PARIS, Oct. 23 (Xinhua) -- After the initial euphoria based on promises of more growth, more jobs and more wealth, the clock is ticking on French President Francois Hollande's recovery plans as the economy sputters along with an ever increasing jobless rate.
Five months into office, Hollande has sought to introduce more taxes on the rich to help restore the country's finances.
However, his plan for more social welfare without growth-sapping austerity measures suffered a setback as series of polls showed the Socialist's approval ratings tumbling after a promising start that was short-lived.
A recent survey by OpinionWay showed Hollande had a 42-percent positive rating, down 4 points in October from a month earlier. Former conservative president Nicolas Sarkozy enjoyed a 63-percent approval rating during the same period in 2007, the poll added.
"Hollande is facing serious problems. What's hard for him is to show that his efforts bore fruits," said Emanuelle Gault, head of strategic opinion at TNS-Sofres.
"Unfortunately, we don't see how the president will face the challenge of confidence and how he would overturn negative and structural indicators rapidly," Gault added.
In the May elections, observers say Hollande won over his opponent more because people had enough of Sarkozy and because the Socialist offered desperate voters a promising outlook amid continuing economic gloom.

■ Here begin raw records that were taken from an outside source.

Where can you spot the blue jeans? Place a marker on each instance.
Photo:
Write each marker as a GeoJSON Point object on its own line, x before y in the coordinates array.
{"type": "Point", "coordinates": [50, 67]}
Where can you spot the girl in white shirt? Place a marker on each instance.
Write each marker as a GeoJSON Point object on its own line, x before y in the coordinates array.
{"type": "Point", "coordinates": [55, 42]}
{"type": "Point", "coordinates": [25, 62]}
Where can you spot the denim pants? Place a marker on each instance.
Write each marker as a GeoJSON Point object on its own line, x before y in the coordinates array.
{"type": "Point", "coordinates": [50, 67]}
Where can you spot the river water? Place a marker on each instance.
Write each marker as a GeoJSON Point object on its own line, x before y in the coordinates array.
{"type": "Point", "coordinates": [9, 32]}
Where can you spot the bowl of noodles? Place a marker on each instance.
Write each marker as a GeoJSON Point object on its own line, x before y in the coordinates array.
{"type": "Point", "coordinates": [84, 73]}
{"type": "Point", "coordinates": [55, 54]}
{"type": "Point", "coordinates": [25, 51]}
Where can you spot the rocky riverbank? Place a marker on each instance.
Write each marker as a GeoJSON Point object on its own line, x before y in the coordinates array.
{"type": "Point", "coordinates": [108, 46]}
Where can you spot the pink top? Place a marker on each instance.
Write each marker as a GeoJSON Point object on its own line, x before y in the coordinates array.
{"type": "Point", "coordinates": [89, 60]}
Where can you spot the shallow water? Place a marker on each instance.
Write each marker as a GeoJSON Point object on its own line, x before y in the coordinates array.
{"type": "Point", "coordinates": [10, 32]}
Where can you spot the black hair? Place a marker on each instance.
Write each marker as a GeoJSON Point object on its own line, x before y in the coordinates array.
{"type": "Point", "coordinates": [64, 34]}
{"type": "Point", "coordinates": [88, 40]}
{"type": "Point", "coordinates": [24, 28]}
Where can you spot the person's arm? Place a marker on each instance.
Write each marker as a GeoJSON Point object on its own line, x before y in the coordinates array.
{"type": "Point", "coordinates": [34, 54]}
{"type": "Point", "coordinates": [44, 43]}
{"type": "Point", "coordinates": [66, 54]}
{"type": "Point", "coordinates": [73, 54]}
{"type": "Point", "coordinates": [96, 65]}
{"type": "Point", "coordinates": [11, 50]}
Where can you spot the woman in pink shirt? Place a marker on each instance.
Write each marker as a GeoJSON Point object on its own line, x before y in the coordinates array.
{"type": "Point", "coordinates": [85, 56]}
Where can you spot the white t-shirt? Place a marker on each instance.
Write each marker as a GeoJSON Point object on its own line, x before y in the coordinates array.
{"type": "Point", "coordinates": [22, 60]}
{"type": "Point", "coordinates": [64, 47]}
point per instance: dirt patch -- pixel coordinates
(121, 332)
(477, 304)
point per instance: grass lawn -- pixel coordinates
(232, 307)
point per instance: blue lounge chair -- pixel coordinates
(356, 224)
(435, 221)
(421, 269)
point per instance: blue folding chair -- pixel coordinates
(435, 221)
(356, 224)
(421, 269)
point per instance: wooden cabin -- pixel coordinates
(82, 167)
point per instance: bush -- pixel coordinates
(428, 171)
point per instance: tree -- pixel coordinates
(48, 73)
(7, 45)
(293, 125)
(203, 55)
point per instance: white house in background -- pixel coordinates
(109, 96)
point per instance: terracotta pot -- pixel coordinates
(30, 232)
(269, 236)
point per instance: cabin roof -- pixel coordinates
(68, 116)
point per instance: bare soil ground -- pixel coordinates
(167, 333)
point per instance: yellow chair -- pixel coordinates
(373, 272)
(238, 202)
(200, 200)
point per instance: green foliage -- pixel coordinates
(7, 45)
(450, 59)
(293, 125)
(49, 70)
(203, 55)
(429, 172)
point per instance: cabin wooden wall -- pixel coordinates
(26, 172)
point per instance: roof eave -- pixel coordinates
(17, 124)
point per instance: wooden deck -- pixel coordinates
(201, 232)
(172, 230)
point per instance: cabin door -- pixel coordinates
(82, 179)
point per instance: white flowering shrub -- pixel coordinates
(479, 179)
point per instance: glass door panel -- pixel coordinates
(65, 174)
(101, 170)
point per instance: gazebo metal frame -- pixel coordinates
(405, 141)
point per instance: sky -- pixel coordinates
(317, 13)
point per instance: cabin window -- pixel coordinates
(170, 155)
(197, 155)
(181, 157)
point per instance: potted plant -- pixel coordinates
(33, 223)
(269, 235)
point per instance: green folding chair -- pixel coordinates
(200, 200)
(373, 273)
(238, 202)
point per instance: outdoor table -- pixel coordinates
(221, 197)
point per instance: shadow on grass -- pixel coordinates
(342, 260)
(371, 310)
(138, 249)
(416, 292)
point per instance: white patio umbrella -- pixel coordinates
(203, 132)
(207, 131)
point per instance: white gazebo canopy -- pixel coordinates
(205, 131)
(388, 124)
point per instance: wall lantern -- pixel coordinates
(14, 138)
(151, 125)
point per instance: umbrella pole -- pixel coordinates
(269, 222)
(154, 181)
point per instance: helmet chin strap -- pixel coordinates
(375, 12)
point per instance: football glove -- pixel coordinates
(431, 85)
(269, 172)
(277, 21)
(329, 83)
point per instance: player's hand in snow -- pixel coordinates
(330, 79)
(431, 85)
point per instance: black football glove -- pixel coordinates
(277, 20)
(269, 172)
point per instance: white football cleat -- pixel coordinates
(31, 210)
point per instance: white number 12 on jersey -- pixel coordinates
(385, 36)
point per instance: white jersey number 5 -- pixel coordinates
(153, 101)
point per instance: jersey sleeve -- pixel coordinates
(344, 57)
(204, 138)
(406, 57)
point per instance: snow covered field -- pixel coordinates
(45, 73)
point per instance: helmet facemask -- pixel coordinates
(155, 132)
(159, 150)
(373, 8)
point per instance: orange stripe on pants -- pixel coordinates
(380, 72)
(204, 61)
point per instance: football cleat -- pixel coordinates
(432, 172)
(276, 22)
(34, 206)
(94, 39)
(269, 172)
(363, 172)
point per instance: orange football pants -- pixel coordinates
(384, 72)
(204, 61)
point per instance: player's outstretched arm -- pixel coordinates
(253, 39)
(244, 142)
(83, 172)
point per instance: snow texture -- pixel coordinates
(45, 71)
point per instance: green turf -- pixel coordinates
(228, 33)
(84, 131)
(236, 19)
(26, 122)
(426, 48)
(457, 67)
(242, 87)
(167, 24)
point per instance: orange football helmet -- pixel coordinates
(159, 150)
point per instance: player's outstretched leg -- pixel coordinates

In the latest sign of the Hollande's sliding popularity, an Ifop survey found that Sarkozy would beat the incumbent by 1.5 points in the first round if a presidential election were to held today. It then predicted the two would be tied at 50 percent each in a hypothetical runoff.
Hollande, for his part, has asked to "be judged on results which will take time."
"During a mandate, there are ups and downs. What matters is we set the course, have the means to reach our goals and the strength to wait for results," he said.
Hollande took office with unemployment at a 13-year high of 10 percent. He has insisted France would record growth of 0.3 percent this year and 0.8 percent in 2013.
By taxing the rich and collecting more than 30 billion euros (38.9 billion U.S. dollars), Hollande wants to cut the public deficit by 1.5 percentage points to 3 percent of GDP in 2013.
But, if he fails to deliver on his presidential vision, the first Socialist head of state in 17 years could run out of steam and end up as his predecessor who quit the Elysee Palace with record low popularity at 30 percent, feel analysts.
"Hollande's popularity has declined sharply with a majority of French people not satisfied with his policies," said Eric Bonnet, director of studies at BVA Opinion.
"But all the same, he remains more popular than Sarkozy was at the end of his mandate since Hollande is not entirely held responsible for the economic and unemployment situation," he added.
Bonnet warned, however, that the situation may worsen if unemployment rises.
"Hollande must give the impression that he is acting and has to take adequate measures to promote growth. If there will be an economic rebound at the end of his mandate, there will be a jump in his popularity," the analyst noted.